The Strange Topology That Is Reshaping Physics
Topological effects might be hiding inside perfectly ordinary materials, waiting to reveal bizarre new particles or bolster quantum computing
Charles Kane never thought he would be cavorting with topologists. “I don’t think like a mathematician,” admits Kane, a theoretical physicist who has tended to focus on tangible problems about solid materials. He is not alone. Physicists have typically paid little attention to topology—the mathematical study of shapes and their arrangement in space. But now Kane and other physicists are flocking to the field.
In the past decade, they have found that topology provides unique insight into the physics of materials, such as how some insulators can sneakily conduct electricity along a single-atom layer on their surfaces.
Some of these topological effects were uncovered in the 1980s, but only in the past few years have researchers begun to realize that they could be much more prevalent and bizarre than anyone expected.
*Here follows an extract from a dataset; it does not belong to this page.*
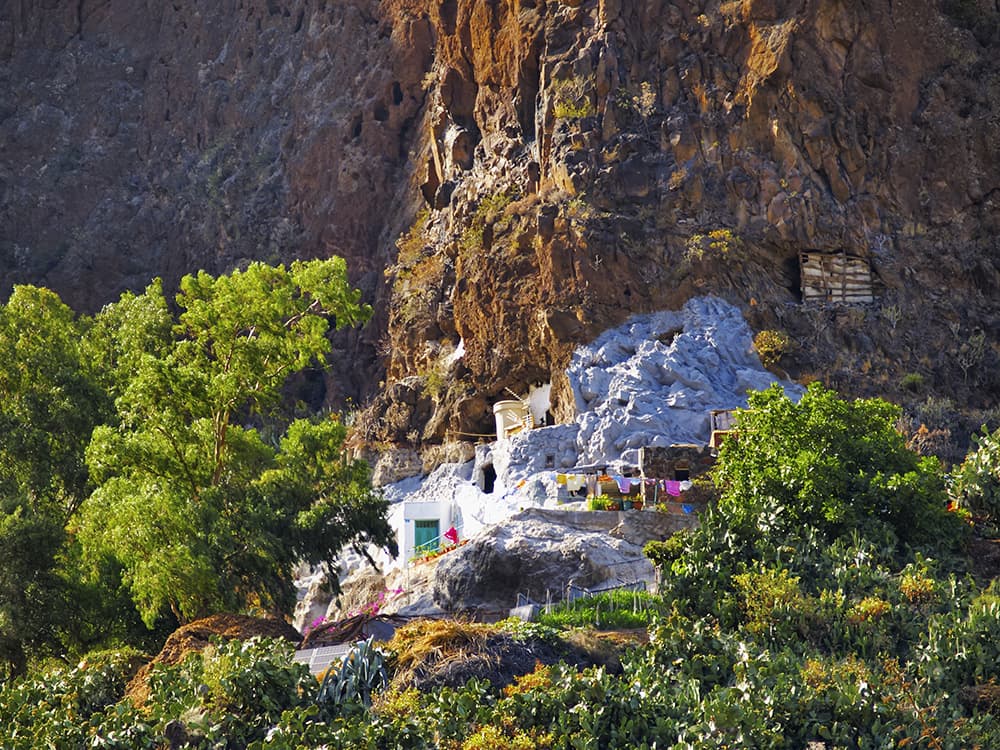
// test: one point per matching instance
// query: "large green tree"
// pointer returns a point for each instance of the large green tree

Topological materials have been “sitting in plain sight, and people didn’t think to look for them”, says Kane, who is at the University of Pennsylvania in Philadelphia.
Now, topological physics is truly exploding: it seems increasingly rare to see a paper on solid-state physics that doesn’t have the word topology in the title. And experimentalists are about to get even busier. A study on page 298 of this week’s Nature unveils an atlas of materials that might host topological effects, giving physicists many more places to go looking for bizarre states of matter such as Weyl fermions or quantum-spin liquids.